As a BJP-backed MP, Mitra for long has espoused the RSS viewpoint and reiterates that the Urdu media is also not interested in projecting a positive image of the community or in raising awareness among Muslims about social changes and developments that are affecting the rest ofIndia.

He concedes the point that there are biases existing in the media, but makes this up saying there are also dedicated people who go to great lengths to rectify such distortions.

Siddharth Varadarajan of the The Hindu argues that though the mainstream media after Independence did not openly support communal forces, the press, in common with the ruling Congress, arguably gave undeserved prominence to the views of the mullahs, portraying them as the leaders of the Muslim community. With the emergence of more virulent communal politics from the 1970s onwards, the communal biases of a section of the print media became more pronounced, and this came into stark relief every time a major incident of communal violence occurred.

He then provides an insider’s insight on riot reporting in the mainstream press and its invariable bias against Muslims, though veiled under a garb of impartiality. He bewails the fact that the compulsions of the market dictate that trivialities concerning celebrities get much more prominence than serious national issues.

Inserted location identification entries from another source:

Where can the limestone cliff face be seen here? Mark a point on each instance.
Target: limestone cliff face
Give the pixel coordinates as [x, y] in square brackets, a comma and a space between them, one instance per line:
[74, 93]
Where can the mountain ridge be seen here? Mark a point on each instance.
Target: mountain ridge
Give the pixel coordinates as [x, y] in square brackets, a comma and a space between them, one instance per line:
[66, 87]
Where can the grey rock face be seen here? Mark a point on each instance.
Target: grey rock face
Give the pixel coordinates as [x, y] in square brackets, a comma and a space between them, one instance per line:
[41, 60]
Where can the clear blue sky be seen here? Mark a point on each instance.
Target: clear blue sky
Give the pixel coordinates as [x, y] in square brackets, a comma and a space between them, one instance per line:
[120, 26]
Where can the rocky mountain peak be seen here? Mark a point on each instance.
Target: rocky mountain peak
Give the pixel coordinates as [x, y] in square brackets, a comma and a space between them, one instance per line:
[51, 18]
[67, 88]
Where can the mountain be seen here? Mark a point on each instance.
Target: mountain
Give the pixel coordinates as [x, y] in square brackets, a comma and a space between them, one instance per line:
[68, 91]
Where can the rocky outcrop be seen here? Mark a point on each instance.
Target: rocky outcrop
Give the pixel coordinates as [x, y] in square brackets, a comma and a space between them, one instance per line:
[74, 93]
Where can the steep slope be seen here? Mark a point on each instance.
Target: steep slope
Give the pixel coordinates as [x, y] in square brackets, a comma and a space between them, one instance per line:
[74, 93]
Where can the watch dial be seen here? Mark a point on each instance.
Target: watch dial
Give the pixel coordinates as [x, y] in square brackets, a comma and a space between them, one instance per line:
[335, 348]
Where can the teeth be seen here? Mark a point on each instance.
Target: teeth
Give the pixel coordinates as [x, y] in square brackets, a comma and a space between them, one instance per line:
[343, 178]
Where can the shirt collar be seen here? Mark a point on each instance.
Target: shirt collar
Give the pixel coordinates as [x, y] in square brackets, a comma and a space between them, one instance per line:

Varadarajan notes that he has the liberty to bluntly speak the truth about communalism in the media because he is a Hindu, and a Muslim journalist or an intellectual might not find this so easy to say so.

The author while addressing the issue of the Indian Muslims and the media images raises the point why Muslims have been misunderstood not just by Hindus but also by other religious as well. It’s a matter of fact that wherever Muslims have a sizeable presence, certain misunderstandings about them persist in the non- Muslim mind.

Such attitudes or positions that have led to this general distrust should be studied and identified very carefully and placed in perspective and needs to be tackled with greater sensitivity and understanding. In such efforts, Muslims need to come forward ad address them, as they are the victims of this mindset.

The author also feels that Muslim studies have often received marginal and shabby treatment globally, and India is no exception. Since India is home to about 200 million Muslims, Muslim studies should be a serious academic pursuit, but the available writings on Indian Muslim society, culture, psyche, and problems in Indiararely reflect the complexities of issues involved.

‘Muslims and the Media Images: News versus Views’ edited by Ather Farouqui, is published by Oxford University Press, New Delhi, November 2010.